The "audience wave" (also called a Mexican wave, or simply "the wave") is a phenomenon that commonly occurs in the audiences of sporting events, and sometimes in other large crowds. A wave is a coordinated sequence of actions taken by the audience members in which a group of spectators lying along a radial line extending outward from the sport field all stand up and raise their arms, then return to a normal seated posture again as the neighboring group of spectators takes their turn to stand up.
The result is a "wave" of standing audience members that travels rapidly through the audience, even though individual audience members never move from their seats (thus, the wave could be said to be a transverse wave). In many large arenas the audience is seated in a circular arrangement all the way around the sport field, and so the wave is able to travel continuously around the arena; in non-circular seating arrangements, the wave can instead reflect back and forth through the audience. When the gap in seating is narrow, the wave can sometimes pass through it. Usually only one wave crest will be present at any given time in an arena. Simultaneous, counter-rotating waves have been produced.
The exact origin of the wave is disputed. It first gained popularity in the United States in the early 1980s, with the Oakland Athletics baseball team reporting that the first appearance of the wave at a Major League Baseball game was led by professional cheerleader Krazy George Henderson in Oakland, California on October 15, 1981, in an American League Championship Series game against the New York Yankees. Others claim that the first wave originated in Seattle at the University of Washington's Husky Stadium on October 31, 1981, at the prompting of cheerleader (later Entertainment Tonight cohost) Robb Weller. The wave was apparently introduced into the soccer community at the 1986 World Cup in Mexico, from which the name "Mexican wave" derives. In Germany, Italy and other countries it's called "La ola" (Spanish for "The wave").

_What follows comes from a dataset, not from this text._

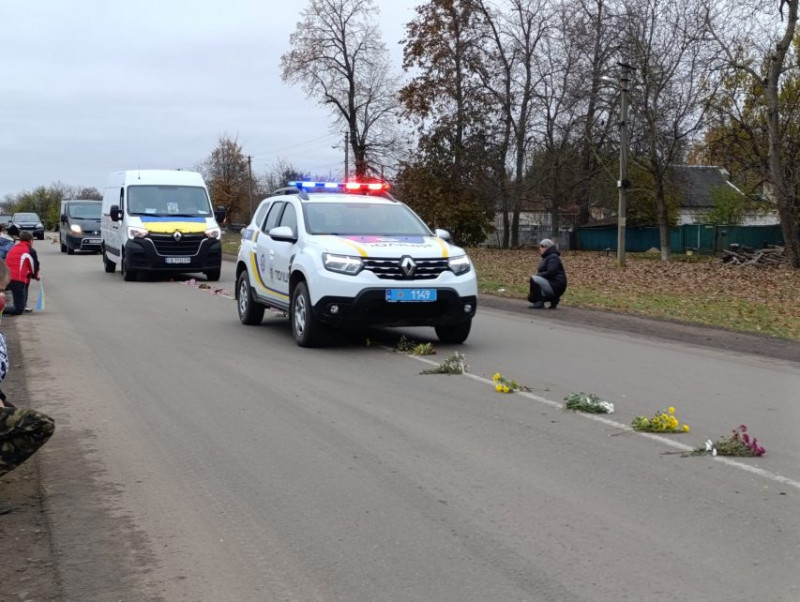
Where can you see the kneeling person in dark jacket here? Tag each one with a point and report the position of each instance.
(550, 281)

At the Sydney Olympic Games in 2000, the largest recorded wave, 110,000 people made an inverse Mexican wave and two simultaneous opposite direction waves
In 2002, Tamás Vicsek of the Eötvös University, Hungary along with his colleagues analyzed videos of 14 waves at large Mexican soccer stadiums, developing a standard model of audience wave behavior (published in the September 12 issue of Nature). He found that it takes only the actions of a few dozen fans to trigger a wave. Once started, it usually rolls in a clockwise direction at a rate of about 40 ft/s (12 m/s), or about 22 seats per second. At any given time an audience wave is about 15 seats wide. These observations appear to be applicable across different cultures and sports, though details may vary in individual cases.